Researcher assistants, doctors and nurses involved in the PIP study will be responsible for the data collection at each site. Study data will be collected at numerous time points during the study journey (Table 1, Table 2). Data may be collected directly for the purposes of the study, for example, the pain score as measured following the procedure or the intercourse frequency as recorded in the diary, or indirectly via the patient records which are routinely recorded for their treatment purposes (for example, date of embryo transfer).

Data storage

The PIP database is hosted by the University of Auckland, and will run on a dedicated server at the University of Auckland server farm, behind firewalls with daily backup and 128-bit SSL encryption. The University of Auckland will retain ownership of the PIP studies trial data. Data will be stored securely on the PIP database for 10 years following the completion of the study, after which time it will be disposed.

Discussion

IVF is the leading treatment for subfertility; however, the success rate remains modest at approximately 30 % per cycle [2, 3]. Endometrial scratching is currently being suggested as a technique to improve the probability of embryo implantation and therefore pregnancy in women undergoing IVF. However, due to the potential for bias associated with many of the available studies, the presence of a therapeutic effect remains uncertain.
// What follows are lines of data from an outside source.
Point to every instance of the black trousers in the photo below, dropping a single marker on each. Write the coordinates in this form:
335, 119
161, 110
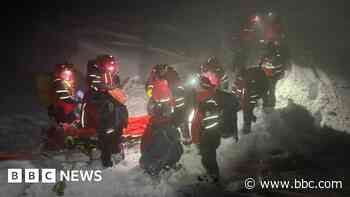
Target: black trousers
209, 142
109, 144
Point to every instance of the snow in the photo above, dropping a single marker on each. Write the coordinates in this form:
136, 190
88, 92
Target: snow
287, 130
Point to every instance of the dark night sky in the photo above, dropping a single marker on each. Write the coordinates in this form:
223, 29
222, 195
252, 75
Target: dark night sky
21, 21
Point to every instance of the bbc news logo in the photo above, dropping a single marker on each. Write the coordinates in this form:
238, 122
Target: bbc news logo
51, 175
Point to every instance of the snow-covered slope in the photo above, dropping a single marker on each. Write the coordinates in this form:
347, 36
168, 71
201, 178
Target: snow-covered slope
281, 141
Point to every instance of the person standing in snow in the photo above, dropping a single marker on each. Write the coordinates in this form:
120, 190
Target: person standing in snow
160, 145
214, 113
64, 108
103, 109
168, 73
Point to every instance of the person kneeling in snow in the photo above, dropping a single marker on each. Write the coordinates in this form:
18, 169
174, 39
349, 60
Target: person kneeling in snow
160, 144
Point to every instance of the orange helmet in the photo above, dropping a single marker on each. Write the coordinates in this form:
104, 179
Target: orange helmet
64, 81
101, 73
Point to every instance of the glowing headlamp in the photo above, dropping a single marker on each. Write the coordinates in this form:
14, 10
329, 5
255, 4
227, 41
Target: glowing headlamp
66, 75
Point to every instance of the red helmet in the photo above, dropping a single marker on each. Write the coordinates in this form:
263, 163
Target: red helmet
209, 80
161, 104
64, 81
102, 73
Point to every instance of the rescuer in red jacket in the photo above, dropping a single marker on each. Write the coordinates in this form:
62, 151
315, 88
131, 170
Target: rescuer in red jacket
103, 111
64, 108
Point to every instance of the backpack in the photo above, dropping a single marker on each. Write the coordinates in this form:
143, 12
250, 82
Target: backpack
230, 106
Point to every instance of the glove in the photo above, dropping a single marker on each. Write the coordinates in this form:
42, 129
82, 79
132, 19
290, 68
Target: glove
118, 95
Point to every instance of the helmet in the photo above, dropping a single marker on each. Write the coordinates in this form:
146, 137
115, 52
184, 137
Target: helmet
160, 70
211, 64
102, 73
161, 104
64, 81
209, 80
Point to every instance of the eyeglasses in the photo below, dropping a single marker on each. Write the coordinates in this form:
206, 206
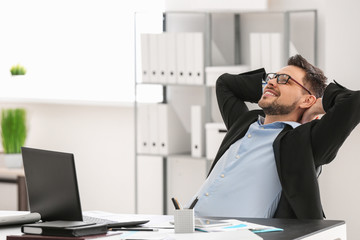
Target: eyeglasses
283, 79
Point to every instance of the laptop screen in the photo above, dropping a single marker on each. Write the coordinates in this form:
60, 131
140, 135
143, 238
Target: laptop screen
52, 184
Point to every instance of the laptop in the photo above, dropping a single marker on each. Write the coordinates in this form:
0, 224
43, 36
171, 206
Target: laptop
53, 189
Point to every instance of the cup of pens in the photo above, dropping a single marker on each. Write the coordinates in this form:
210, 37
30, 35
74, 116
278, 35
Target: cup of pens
184, 219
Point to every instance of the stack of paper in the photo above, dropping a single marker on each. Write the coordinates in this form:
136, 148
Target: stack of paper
235, 225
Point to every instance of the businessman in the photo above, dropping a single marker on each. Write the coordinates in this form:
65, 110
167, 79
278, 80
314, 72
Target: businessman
267, 165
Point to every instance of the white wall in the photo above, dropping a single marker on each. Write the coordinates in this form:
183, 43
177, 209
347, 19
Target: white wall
339, 51
102, 137
102, 140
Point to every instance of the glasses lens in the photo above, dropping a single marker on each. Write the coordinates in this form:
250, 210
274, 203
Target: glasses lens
283, 78
270, 76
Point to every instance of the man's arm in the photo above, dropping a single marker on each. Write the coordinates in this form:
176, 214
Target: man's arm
342, 107
312, 112
233, 91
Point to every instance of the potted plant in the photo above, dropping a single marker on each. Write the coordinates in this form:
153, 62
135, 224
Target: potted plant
13, 135
17, 70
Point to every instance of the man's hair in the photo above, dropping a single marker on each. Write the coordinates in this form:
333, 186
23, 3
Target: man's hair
313, 75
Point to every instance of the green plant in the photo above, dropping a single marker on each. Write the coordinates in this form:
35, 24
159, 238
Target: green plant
13, 129
17, 70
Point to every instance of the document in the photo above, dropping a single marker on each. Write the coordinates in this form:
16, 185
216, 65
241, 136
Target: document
236, 225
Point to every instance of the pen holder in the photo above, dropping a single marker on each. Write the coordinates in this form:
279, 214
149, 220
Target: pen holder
184, 221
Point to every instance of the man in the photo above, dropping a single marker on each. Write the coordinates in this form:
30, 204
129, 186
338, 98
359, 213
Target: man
267, 165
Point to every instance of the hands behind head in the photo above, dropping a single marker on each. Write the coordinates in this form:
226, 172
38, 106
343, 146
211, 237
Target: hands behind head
314, 111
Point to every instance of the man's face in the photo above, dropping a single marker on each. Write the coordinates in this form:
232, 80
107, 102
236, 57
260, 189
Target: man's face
282, 99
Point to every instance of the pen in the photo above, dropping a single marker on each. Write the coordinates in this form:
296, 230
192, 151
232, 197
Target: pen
193, 203
176, 203
134, 229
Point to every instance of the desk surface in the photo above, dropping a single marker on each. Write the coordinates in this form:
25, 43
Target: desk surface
293, 228
11, 172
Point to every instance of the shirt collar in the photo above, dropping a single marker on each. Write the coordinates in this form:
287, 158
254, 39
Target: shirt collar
261, 121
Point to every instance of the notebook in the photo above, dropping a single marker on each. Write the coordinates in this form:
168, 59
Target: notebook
53, 189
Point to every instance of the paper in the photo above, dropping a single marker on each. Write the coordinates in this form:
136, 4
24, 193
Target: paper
241, 225
234, 235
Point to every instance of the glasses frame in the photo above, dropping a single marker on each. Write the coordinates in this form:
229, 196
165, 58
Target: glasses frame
276, 75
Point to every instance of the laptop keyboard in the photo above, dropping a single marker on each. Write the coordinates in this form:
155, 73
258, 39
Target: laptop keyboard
97, 220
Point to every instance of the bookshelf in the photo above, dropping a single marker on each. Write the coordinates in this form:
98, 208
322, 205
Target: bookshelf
223, 43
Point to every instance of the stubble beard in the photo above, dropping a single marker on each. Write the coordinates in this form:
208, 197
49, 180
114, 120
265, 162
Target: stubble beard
274, 108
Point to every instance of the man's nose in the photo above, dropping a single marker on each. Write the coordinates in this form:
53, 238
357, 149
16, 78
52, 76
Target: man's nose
272, 81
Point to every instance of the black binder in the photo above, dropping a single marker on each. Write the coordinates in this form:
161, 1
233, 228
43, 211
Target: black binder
64, 228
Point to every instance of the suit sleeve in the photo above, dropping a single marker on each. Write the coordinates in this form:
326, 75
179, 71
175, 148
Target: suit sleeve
233, 91
342, 107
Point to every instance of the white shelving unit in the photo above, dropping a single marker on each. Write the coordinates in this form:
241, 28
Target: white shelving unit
226, 42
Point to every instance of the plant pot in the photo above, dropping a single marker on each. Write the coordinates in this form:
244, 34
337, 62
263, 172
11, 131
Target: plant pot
13, 160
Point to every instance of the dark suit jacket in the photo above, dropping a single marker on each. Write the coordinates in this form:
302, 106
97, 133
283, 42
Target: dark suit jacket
298, 152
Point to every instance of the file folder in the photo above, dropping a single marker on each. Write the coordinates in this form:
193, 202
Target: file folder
198, 70
154, 58
153, 128
143, 134
255, 51
171, 54
276, 52
172, 135
197, 131
265, 51
181, 57
190, 58
145, 67
150, 185
162, 58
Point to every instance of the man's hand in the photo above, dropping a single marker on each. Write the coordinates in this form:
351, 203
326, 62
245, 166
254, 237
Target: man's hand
315, 110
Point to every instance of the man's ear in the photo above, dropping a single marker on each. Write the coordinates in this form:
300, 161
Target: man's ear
308, 101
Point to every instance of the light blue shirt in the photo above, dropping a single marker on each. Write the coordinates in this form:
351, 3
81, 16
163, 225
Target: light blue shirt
244, 182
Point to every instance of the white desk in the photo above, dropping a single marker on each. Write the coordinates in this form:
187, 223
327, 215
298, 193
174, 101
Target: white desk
293, 229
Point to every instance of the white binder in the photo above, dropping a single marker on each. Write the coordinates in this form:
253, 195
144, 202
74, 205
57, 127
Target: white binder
181, 57
154, 58
190, 58
276, 52
198, 74
173, 137
197, 131
255, 51
265, 51
171, 57
162, 58
143, 140
153, 128
145, 67
150, 184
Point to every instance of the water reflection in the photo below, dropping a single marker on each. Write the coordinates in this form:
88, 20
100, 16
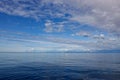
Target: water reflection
59, 66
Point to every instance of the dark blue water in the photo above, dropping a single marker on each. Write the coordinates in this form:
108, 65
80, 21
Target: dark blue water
59, 66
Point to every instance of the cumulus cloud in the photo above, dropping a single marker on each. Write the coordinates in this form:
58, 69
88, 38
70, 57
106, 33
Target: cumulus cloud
53, 27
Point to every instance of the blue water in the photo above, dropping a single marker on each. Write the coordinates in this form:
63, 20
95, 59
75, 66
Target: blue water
59, 66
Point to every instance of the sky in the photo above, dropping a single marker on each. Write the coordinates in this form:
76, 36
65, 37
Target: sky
59, 25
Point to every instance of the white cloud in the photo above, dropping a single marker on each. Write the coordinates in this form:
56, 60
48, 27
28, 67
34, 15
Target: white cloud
53, 27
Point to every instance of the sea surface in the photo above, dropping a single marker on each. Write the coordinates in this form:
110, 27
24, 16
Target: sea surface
59, 66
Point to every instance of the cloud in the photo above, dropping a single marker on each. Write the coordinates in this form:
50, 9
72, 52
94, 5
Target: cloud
103, 14
53, 27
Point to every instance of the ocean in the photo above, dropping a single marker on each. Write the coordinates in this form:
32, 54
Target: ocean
59, 66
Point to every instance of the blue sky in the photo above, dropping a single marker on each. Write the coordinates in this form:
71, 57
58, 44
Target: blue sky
59, 25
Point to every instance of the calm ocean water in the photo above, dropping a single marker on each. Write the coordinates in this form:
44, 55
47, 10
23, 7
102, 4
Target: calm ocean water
59, 66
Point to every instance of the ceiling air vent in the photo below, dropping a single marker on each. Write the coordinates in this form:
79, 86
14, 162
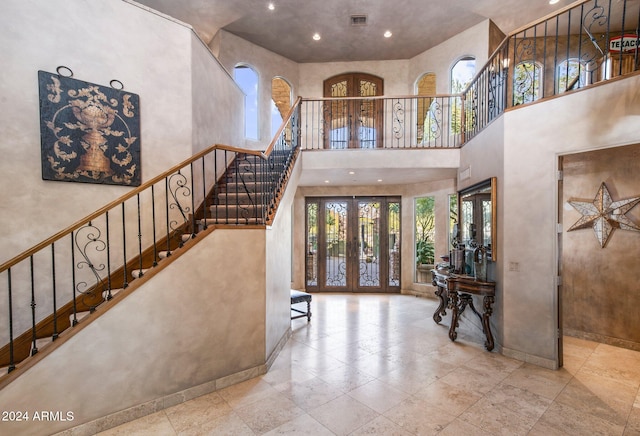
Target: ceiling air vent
358, 20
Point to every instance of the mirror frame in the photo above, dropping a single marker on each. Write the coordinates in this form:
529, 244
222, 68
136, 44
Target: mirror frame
493, 184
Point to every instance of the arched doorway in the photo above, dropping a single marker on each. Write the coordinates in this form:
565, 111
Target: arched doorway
353, 123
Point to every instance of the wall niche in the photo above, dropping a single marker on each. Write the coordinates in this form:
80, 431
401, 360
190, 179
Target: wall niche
600, 289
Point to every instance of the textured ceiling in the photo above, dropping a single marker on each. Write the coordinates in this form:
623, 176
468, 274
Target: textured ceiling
417, 25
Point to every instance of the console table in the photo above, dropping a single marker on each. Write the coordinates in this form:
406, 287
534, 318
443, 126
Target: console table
455, 292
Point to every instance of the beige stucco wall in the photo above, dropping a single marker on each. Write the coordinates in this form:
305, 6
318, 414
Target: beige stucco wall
181, 87
439, 60
599, 117
173, 333
232, 51
98, 41
279, 255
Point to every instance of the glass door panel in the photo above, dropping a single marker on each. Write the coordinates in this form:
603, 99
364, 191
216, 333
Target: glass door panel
393, 232
353, 123
335, 241
353, 244
368, 260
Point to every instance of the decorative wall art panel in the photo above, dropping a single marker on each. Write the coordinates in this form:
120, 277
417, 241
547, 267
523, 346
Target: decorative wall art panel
89, 133
604, 215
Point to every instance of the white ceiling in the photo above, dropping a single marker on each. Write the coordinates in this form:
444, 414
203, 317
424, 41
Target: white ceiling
417, 25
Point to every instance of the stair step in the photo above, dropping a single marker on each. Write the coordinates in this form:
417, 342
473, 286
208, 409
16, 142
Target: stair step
232, 211
40, 343
79, 316
137, 273
114, 292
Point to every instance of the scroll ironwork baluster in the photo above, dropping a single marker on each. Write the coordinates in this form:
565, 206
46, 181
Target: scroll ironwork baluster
91, 235
55, 296
73, 279
34, 348
193, 205
166, 210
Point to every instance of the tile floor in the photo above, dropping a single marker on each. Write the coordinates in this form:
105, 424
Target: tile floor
379, 365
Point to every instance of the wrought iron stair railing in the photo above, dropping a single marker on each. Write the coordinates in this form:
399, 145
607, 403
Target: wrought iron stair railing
52, 286
583, 44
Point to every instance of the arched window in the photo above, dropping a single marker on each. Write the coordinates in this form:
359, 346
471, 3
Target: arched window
527, 82
280, 102
570, 74
353, 123
247, 79
462, 73
427, 124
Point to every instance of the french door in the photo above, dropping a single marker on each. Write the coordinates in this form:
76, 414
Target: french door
353, 244
357, 122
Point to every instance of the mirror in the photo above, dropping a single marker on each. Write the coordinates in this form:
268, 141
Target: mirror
477, 217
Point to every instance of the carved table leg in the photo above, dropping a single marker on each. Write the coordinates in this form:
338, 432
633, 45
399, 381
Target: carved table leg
440, 292
488, 301
453, 305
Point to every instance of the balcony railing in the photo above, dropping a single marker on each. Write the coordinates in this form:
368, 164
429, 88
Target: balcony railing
581, 45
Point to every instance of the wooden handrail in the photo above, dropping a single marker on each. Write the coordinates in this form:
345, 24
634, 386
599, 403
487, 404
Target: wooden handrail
47, 242
381, 97
284, 123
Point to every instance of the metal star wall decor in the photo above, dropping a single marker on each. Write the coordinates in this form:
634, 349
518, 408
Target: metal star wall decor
605, 215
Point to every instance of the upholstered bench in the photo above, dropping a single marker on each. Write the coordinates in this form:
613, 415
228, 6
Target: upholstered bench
301, 297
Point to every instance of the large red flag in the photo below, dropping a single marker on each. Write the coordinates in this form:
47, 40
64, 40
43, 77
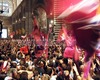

The PIP trials are designed to address the gaps in the utility of endometrial scratching as a treatment for subfertility in three different populations. If the beneficial effect of this intervention can be confirmed in these settings, endometrial scratching will provide a cost-effective method for helping women and couples to conceive. On the other hand, if endometrial scratching is found to have no effect, or to be detrimental to the probability of conception, the use of this procedure can be abandoned amongst the clinics and doctors who are recommending this procedure to their patients.

Trial status

Ongoing (recruitment commenced June 2014).